Jokes aside, though, this isn’t the story of some dumb rube blindly driving like a lemming off a cliff’s edge.

In reality, it’s a tale of years of government neglect, buck-passing by developers, and Big Tech companies that are so busy silencing free speech that they can’t be arsed keeping their own apps up to date.

State troopers who found Paxton’s body in his overturned and partially submerged truck had said there were no barriers or warning signs along the washed-out roadway. He had driven off an unguarded edge and crashed about 20 feet below, according to the lawsuit.

The North Carolina State Patrol had said the bridge was not maintained by local or state officials, and the original developer’s company had dissolved. The lawsuit names several private property management companies that it claims are responsible for the bridge and the adjoining land.

Multiple people had notified Google Maps about the collapse in the years leading up to Paxson’s death and had urged the company to update its route information, according to the lawsuit.

Google can’t claim they didn’t know about it.

The Tuesday court filing includes email records from another Hickory resident who had used the map’s “suggest an edit” feature in September 2020 to alert the company that it was directing drivers over the collapsed bridge.

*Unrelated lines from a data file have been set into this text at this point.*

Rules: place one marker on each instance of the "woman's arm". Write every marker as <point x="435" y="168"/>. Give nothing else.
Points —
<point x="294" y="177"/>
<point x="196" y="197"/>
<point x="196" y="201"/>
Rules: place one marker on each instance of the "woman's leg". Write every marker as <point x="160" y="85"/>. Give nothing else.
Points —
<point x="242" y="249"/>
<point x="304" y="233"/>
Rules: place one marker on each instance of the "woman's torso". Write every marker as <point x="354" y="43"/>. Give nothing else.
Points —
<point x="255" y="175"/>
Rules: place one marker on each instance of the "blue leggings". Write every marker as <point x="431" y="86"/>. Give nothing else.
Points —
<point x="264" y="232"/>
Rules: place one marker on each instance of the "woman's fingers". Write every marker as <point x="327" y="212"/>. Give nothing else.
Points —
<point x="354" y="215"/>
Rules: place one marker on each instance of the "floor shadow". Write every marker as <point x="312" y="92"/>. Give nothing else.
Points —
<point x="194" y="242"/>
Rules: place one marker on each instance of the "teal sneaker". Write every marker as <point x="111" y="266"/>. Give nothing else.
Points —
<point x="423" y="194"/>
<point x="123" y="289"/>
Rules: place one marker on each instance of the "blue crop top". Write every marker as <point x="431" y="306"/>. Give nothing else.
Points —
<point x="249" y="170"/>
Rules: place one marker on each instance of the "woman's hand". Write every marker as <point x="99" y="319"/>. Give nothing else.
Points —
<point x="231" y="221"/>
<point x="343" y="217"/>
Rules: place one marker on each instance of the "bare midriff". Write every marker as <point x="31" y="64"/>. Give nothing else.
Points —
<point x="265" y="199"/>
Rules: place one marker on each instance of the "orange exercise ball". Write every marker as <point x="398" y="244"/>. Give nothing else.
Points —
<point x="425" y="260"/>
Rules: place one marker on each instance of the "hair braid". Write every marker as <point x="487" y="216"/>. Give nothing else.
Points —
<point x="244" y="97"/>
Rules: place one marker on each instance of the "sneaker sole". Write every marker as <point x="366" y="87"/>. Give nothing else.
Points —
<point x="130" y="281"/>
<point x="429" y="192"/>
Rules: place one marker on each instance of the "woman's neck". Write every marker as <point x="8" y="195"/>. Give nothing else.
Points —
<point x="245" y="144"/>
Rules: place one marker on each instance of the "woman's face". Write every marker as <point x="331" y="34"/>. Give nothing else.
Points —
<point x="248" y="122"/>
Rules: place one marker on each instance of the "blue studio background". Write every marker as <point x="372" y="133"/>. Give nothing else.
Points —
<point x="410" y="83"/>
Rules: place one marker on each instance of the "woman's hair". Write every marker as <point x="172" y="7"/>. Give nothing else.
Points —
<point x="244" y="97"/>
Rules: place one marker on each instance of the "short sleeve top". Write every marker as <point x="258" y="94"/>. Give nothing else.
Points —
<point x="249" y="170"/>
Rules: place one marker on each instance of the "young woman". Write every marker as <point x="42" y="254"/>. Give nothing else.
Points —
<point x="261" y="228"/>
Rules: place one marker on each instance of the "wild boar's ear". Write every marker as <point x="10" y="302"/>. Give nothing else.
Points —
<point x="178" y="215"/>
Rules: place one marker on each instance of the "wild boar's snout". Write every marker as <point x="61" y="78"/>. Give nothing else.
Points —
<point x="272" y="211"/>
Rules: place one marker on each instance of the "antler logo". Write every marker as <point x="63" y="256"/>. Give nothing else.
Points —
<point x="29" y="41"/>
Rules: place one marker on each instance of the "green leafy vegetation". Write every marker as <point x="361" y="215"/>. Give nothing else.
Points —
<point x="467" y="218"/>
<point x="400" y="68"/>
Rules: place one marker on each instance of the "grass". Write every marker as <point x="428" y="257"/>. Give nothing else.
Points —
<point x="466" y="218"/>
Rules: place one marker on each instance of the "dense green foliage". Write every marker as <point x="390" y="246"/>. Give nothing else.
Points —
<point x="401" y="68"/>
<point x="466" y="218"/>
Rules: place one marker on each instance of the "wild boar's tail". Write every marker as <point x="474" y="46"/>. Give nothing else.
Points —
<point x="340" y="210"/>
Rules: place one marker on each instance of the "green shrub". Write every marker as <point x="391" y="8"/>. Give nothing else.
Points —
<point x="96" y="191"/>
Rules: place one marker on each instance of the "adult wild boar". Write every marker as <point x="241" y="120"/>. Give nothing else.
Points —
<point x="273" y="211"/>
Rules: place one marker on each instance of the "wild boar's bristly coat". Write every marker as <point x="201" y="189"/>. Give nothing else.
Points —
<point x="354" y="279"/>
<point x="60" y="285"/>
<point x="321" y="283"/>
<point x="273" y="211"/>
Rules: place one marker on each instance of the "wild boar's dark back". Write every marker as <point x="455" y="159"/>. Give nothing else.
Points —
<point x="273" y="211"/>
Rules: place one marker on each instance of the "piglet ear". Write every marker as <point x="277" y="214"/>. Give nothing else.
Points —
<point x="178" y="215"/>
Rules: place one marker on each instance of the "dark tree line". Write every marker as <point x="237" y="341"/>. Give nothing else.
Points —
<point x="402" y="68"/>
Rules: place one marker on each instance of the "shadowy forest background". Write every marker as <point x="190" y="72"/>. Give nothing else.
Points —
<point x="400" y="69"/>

A November 2020 email confirmation from Google confirms the company received her report and was reviewing the suggested change, but the lawsuit claims Google took no further actions.

No doubt they were too busy targeting us with annoying ads because someone in a 20m radius of our phones said something that triggered Google’s spy apps.

“Our girls ask how and why their daddy died, and I’m at a loss for words they can understand because, as an adult, I still can’t understand how those responsible for the GPS directions and the bridge could have acted with so little regard for human life,” his wife, Alicia Paxson, said.

Japan Today

What was that about “Don’t be evil”?